Model-based super-resolution reconstruction for pseudo-continuous Arterial Spin Labeling
Quinten Beirinckx,
Piet Bladt,
Merlijn C.E. van der Plas,
Matthias J.P. van Osch,
Ben Jeurissen,
Arnold J. den Dekker,
Jan Sijbers
Affiliations
Quinten Beirinckx
imec-Vision Lab, Department of Physics, University of Antwerp, Antwerp, Belgium; μNEURO Research Centre of Excellence, University of Antwerp, Antwerp, Belgium
Piet Bladt
imec-Vision Lab, Department of Physics, University of Antwerp, Antwerp, Belgium; μNEURO Research Centre of Excellence, University of Antwerp, Antwerp, Belgium
Merlijn C.E. van der Plas
C.J. Gorter MRI Center, Department of Radiology, Leiden University Medical Center, Leiden, The Netherlands
Matthias J.P. van Osch
C.J. Gorter MRI Center, Department of Radiology, Leiden University Medical Center, Leiden, The Netherlands
Ben Jeurissen
imec-Vision Lab, Department of Physics, University of Antwerp, Antwerp, Belgium; Lab for Equilibrium Investigations and Aerospace, Department of Physics, University of Antwerp, Antwerp, Belgium; μNEURO Research Centre of Excellence, University of Antwerp, Antwerp, Belgium
Arnold J. den Dekker
imec-Vision Lab, Department of Physics, University of Antwerp, Antwerp, Belgium; μNEURO Research Centre of Excellence, University of Antwerp, Antwerp, Belgium
Jan Sijbers
imec-Vision Lab, Department of Physics, University of Antwerp, Antwerp, Belgium; μNEURO Research Centre of Excellence, University of Antwerp, Antwerp, Belgium; Correspondence to: imec-Vision Lab, University of Antwerp, Universiteitsplein 1, B-2610 Antwerpen, Belgium.

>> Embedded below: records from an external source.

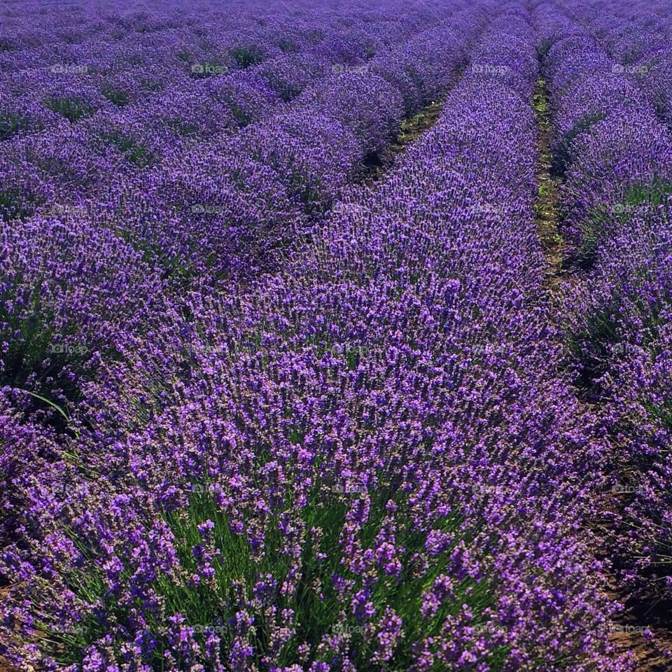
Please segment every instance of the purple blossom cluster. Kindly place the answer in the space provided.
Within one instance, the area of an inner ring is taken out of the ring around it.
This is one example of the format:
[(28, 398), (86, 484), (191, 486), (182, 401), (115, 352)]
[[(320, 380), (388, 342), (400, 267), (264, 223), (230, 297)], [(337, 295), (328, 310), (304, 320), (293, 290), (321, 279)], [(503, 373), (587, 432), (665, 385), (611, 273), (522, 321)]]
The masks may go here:
[(594, 524), (670, 587), (672, 146), (617, 5), (0, 4), (0, 655), (634, 669)]
[(626, 580), (664, 601), (672, 589), (672, 136), (660, 97), (668, 47), (659, 38), (671, 16), (662, 6), (651, 15), (621, 9), (564, 39), (568, 20), (559, 20), (547, 54), (566, 152), (566, 233), (583, 269), (564, 319), (584, 393), (603, 407), (614, 447), (612, 552)]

Arterial spin labeling (ASL) is a promising, non-invasive perfusion magnetic resonance imaging technique for quantifying cerebral blood flow (CBF). Unfortunately, ASL suffers from an inherently low signal-to-noise ratio (SNR) and spatial resolution, undermining its potential. Increasing spatial resolution without significantly sacrificing SNR or scan time represents a critical challenge towards routine clinical use. In this work, we propose a model-based super-resolution reconstruction (SRR) method with joint motion estimation that breaks the traditional SNR/resolution/scan-time trade-off. From a set of differently oriented 2D multi-slice pseudo-continuous ASL images with a low through-plane resolution, 3D-isotropic, high resolution, quantitative CBF maps are estimated using a Bayesian approach. Experiments on both synthetic whole brain phantom data, and on in vivo brain data, show that the proposed SRR Bayesian estimation framework outperforms state-of-the-art ASL quantification.